Personal information
- Full name: Stephen Easton
- Born: 12 August 1959 (age 67)
- Original team: Eltham
- Height: 194 cm (6 ft 4 in)
- Weight: 90.5 kg (200 lb)
- Position: Ruckman/forward

Playing career^{1}
- Years: Club / Games (Goals)
- 1978–1981: North Melbourne / 31 (31)
- 1982: Carlton / 01 0(0)
- Total:  / 32 (31)
- ^{1} Playing statistics correct to the end of 1982.

= Stephen Easton =

Australian rules footballer

Stephen Easton (born 12 August 1959) is a former Australian rules footballer who played with North Melbourne and Carlton in the Victorian Football League (VFL). He later played for Port Melbourne in the Victorian Football Association.

Easton's father Kevin was a former North Melbourne player and a club secretary for Geelong Football Club.

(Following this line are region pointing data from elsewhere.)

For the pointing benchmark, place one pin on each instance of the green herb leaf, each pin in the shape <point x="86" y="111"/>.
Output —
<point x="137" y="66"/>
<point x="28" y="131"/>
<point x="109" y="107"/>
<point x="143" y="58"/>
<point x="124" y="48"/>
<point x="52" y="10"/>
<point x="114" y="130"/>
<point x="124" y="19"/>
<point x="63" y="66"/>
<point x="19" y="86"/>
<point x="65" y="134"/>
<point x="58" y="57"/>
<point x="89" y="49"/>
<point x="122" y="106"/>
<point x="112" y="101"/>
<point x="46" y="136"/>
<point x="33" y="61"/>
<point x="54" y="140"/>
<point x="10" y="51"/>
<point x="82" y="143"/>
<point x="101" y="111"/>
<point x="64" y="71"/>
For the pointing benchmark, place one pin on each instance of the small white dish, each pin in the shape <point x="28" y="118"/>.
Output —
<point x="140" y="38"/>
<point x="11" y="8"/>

In 1975 the North Melbourne Under 19's side were stripped of 58 points on the eve of the finals by the league for illegally fielding Easton in 17 matches during the Home & Away season. It was found he was residentially tied to Geelong. This meant the North side who had finished second on the ladder were relegated to eleventh when the penalty was handed out and missed the finals.

North Melbourne paid Geelong $10,000 to obtain his clearance in 1976.